While Canberra’s catastrophic fires are still fresh in everyone’s minds, they were not the only fires to cause problems in what has been one of the worst summers on record. Many of them have tested back-up systems to the limit.
During the Sydney bushfires on December 4, APC recorded 39 power failures in North Sydney between 3.35pm and 5.46pm. While none of them were total blackouts, voltage sagged below acceptable limits — a voltage sag below 180 volts can cause data loss and hardware damage. A computer can only last for 50 milliseconds without power and 30 of the failures lasted longer than that causing problems for anybody — corporate or consumer — who had an unprotected computer.
While the attention was on fires encroaching on urban areas, there were potentially even bigger problems for remote sites where fires were burning out of control.
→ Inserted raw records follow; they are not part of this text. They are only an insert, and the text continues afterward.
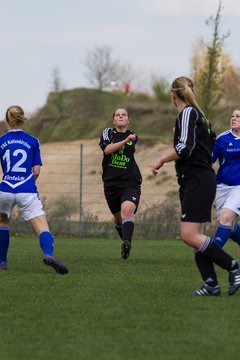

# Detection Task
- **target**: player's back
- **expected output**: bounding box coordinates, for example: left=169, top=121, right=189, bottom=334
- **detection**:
left=0, top=129, right=42, bottom=192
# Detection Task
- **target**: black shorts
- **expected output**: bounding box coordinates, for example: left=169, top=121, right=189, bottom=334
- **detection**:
left=178, top=167, right=216, bottom=223
left=104, top=185, right=141, bottom=214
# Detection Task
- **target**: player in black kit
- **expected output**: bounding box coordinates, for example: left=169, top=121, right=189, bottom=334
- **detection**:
left=99, top=108, right=142, bottom=259
left=152, top=77, right=240, bottom=296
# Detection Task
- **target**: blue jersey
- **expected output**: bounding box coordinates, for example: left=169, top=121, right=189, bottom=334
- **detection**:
left=212, top=130, right=240, bottom=186
left=0, top=129, right=42, bottom=193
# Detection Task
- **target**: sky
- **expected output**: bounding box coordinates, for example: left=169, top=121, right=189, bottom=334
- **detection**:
left=0, top=0, right=240, bottom=119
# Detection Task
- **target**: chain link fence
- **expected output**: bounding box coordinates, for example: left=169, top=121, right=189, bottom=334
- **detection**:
left=6, top=140, right=218, bottom=238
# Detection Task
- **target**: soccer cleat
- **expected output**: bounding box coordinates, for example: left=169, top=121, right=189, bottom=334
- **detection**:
left=43, top=255, right=68, bottom=275
left=190, top=284, right=221, bottom=296
left=121, top=240, right=131, bottom=260
left=0, top=261, right=7, bottom=270
left=228, top=267, right=240, bottom=295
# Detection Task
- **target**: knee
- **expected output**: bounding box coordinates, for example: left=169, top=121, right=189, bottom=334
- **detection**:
left=219, top=211, right=236, bottom=226
left=181, top=229, right=193, bottom=245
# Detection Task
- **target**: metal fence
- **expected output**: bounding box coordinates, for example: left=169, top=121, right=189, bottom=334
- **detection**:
left=7, top=140, right=218, bottom=238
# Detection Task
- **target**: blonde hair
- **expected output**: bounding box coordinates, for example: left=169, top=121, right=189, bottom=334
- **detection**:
left=6, top=105, right=27, bottom=128
left=171, top=76, right=207, bottom=121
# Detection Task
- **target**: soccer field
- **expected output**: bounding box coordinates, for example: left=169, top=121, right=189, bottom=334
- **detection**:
left=0, top=237, right=240, bottom=360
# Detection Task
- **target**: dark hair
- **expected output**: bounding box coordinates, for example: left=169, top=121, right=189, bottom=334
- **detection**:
left=6, top=105, right=27, bottom=128
left=112, top=106, right=129, bottom=119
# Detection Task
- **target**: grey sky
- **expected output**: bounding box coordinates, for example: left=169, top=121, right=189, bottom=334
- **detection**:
left=0, top=0, right=240, bottom=119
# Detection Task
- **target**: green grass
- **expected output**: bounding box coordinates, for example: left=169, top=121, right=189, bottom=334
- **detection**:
left=0, top=237, right=240, bottom=360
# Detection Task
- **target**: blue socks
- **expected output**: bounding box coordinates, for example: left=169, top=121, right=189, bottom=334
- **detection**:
left=214, top=224, right=232, bottom=248
left=0, top=226, right=10, bottom=262
left=122, top=217, right=134, bottom=242
left=214, top=224, right=240, bottom=248
left=39, top=231, right=54, bottom=256
left=230, top=224, right=240, bottom=245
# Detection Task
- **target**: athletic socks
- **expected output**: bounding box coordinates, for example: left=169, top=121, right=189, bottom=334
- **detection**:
left=230, top=224, right=240, bottom=245
left=198, top=237, right=238, bottom=271
left=214, top=224, right=232, bottom=248
left=194, top=251, right=218, bottom=287
left=0, top=226, right=10, bottom=262
left=115, top=223, right=122, bottom=239
left=39, top=231, right=54, bottom=256
left=122, top=217, right=134, bottom=242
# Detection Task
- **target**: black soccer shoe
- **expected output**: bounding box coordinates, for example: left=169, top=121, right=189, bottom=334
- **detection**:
left=228, top=263, right=240, bottom=295
left=121, top=240, right=131, bottom=260
left=189, top=284, right=221, bottom=296
left=43, top=255, right=68, bottom=275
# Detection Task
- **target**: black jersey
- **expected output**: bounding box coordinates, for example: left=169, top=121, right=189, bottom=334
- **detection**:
left=99, top=128, right=142, bottom=187
left=174, top=106, right=214, bottom=175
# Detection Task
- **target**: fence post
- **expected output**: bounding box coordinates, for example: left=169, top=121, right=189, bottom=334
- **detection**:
left=79, top=144, right=84, bottom=235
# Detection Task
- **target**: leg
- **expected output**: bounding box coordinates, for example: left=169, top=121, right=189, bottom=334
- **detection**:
left=230, top=224, right=240, bottom=245
left=121, top=200, right=136, bottom=259
left=29, top=215, right=68, bottom=275
left=113, top=211, right=122, bottom=239
left=214, top=208, right=237, bottom=247
left=0, top=213, right=10, bottom=270
left=181, top=222, right=240, bottom=295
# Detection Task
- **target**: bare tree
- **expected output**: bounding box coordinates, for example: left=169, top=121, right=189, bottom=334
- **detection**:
left=51, top=67, right=63, bottom=92
left=194, top=0, right=230, bottom=117
left=83, top=46, right=119, bottom=91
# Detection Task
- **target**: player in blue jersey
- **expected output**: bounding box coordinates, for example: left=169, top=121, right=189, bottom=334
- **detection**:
left=0, top=106, right=68, bottom=274
left=213, top=109, right=240, bottom=247
left=152, top=77, right=240, bottom=296
left=99, top=108, right=142, bottom=259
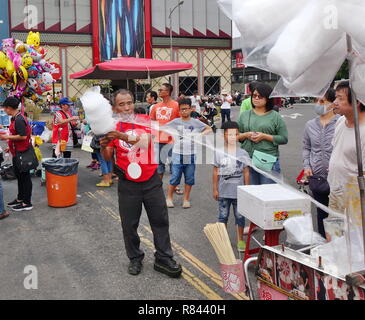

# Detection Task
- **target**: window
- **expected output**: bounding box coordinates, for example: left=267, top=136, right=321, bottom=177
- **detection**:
left=179, top=77, right=198, bottom=96
left=204, top=77, right=221, bottom=95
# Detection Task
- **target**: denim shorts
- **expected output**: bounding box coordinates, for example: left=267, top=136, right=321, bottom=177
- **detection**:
left=170, top=153, right=196, bottom=186
left=218, top=198, right=245, bottom=227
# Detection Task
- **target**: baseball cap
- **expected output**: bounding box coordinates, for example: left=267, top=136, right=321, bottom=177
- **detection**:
left=60, top=97, right=73, bottom=105
left=2, top=97, right=20, bottom=109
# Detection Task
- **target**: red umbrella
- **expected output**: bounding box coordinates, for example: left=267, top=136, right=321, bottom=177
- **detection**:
left=70, top=57, right=193, bottom=80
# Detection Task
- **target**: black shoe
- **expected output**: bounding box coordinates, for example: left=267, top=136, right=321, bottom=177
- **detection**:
left=128, top=260, right=142, bottom=276
left=8, top=199, right=23, bottom=208
left=12, top=203, right=33, bottom=211
left=153, top=259, right=182, bottom=278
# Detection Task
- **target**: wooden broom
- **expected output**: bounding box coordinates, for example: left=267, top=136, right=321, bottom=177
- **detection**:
left=203, top=222, right=237, bottom=265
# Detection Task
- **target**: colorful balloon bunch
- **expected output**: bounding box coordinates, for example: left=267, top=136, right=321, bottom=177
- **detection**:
left=0, top=31, right=57, bottom=101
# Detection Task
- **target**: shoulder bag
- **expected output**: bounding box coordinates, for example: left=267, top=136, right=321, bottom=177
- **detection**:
left=248, top=110, right=278, bottom=171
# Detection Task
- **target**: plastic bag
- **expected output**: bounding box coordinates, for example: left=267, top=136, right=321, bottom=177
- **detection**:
left=42, top=158, right=79, bottom=177
left=283, top=214, right=326, bottom=245
left=80, top=87, right=116, bottom=135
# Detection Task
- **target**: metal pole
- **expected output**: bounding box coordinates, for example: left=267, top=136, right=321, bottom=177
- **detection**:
left=347, top=35, right=365, bottom=260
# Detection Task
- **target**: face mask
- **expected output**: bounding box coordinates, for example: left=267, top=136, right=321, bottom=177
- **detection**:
left=314, top=103, right=333, bottom=116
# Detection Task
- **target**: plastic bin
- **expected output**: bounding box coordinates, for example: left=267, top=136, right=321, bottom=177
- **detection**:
left=42, top=158, right=79, bottom=208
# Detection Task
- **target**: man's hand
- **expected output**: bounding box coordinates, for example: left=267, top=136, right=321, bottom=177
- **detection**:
left=304, top=169, right=313, bottom=177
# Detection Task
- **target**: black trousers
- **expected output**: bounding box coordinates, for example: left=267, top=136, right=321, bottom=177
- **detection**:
left=118, top=172, right=173, bottom=261
left=13, top=158, right=33, bottom=204
left=312, top=191, right=329, bottom=238
left=221, top=109, right=231, bottom=124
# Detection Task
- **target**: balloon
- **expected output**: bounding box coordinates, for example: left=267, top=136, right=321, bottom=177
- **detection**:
left=18, top=66, right=28, bottom=81
left=28, top=65, right=39, bottom=78
left=27, top=31, right=41, bottom=48
left=15, top=40, right=29, bottom=54
left=0, top=51, right=8, bottom=69
left=42, top=72, right=55, bottom=86
left=28, top=47, right=42, bottom=62
left=22, top=53, right=33, bottom=69
left=39, top=59, right=55, bottom=73
left=2, top=38, right=15, bottom=52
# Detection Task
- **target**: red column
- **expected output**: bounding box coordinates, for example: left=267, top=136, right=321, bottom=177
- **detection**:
left=144, top=0, right=152, bottom=59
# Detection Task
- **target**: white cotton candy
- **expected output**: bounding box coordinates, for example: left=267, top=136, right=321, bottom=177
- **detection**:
left=232, top=0, right=309, bottom=47
left=272, top=36, right=347, bottom=98
left=267, top=0, right=343, bottom=82
left=80, top=87, right=116, bottom=135
left=336, top=0, right=365, bottom=46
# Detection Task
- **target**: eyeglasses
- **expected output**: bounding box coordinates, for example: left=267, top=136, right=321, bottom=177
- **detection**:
left=252, top=94, right=265, bottom=100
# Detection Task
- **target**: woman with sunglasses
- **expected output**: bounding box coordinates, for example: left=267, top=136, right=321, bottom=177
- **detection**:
left=238, top=83, right=288, bottom=185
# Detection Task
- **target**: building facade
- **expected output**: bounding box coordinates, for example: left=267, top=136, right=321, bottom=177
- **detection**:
left=4, top=0, right=232, bottom=97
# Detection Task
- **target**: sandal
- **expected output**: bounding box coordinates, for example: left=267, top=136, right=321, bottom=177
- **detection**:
left=96, top=181, right=111, bottom=187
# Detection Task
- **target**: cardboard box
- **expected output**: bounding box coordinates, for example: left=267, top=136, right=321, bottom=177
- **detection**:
left=237, top=184, right=311, bottom=230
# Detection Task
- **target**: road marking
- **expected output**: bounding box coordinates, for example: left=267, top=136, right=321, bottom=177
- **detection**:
left=143, top=226, right=249, bottom=300
left=88, top=191, right=249, bottom=300
left=140, top=235, right=223, bottom=300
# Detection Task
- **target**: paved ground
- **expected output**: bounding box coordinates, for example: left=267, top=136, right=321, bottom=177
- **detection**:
left=0, top=105, right=314, bottom=300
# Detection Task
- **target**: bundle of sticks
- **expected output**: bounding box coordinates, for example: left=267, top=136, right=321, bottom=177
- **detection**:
left=203, top=222, right=237, bottom=265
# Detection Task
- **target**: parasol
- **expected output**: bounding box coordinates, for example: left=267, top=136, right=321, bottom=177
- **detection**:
left=70, top=57, right=193, bottom=80
left=217, top=0, right=365, bottom=272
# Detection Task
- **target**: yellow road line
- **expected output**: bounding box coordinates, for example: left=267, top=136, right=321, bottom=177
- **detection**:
left=88, top=191, right=243, bottom=300
left=143, top=226, right=249, bottom=300
left=140, top=236, right=223, bottom=300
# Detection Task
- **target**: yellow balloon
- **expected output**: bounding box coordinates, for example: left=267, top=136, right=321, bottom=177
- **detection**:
left=0, top=51, right=8, bottom=69
left=18, top=66, right=28, bottom=81
left=22, top=53, right=33, bottom=69
left=5, top=59, right=15, bottom=76
left=27, top=31, right=41, bottom=48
However, not everybody was caught napping and there was at least one good example of a power back-up system saving the day.
Distribution sales manager MGE UPS Systems Australia, James Fraser, said the company had several highly critical sites based in remote tech shelters throughout the NSW wilderness. These sites house sophisticated measurement and high-end IT equipment running 24 x 7.
“The client, a government department, was extremely concerned about the possibility of their equipment crashing and if they could be notified in time they could transfer the processes to other redundant sites,” Fraser said. “In discussions with the client we devised the idea that a telemetry system could be implemented to transfer automatically instead.
“ We advised them to install our paging and notification feature on our Web-based communications to notify them of the events occurring and initiate the telemetry system. In conjunction with this our Teleservice feature notifies our 24-hour service monitoring system that a power outage has occurred.
“Late last year during the NSW fires we saw for real how the system worked. Although one of the sites was totally destroyed the transfer was seamless and they lost no data at all.”
The summer of fire has spurred new interest from consumers to corporate and government customers in power protection.
Marketing and national sales manager for Sydney-based Alpha Technologies, Alex Chernovsky, said the fires had boosted sales of UPS’.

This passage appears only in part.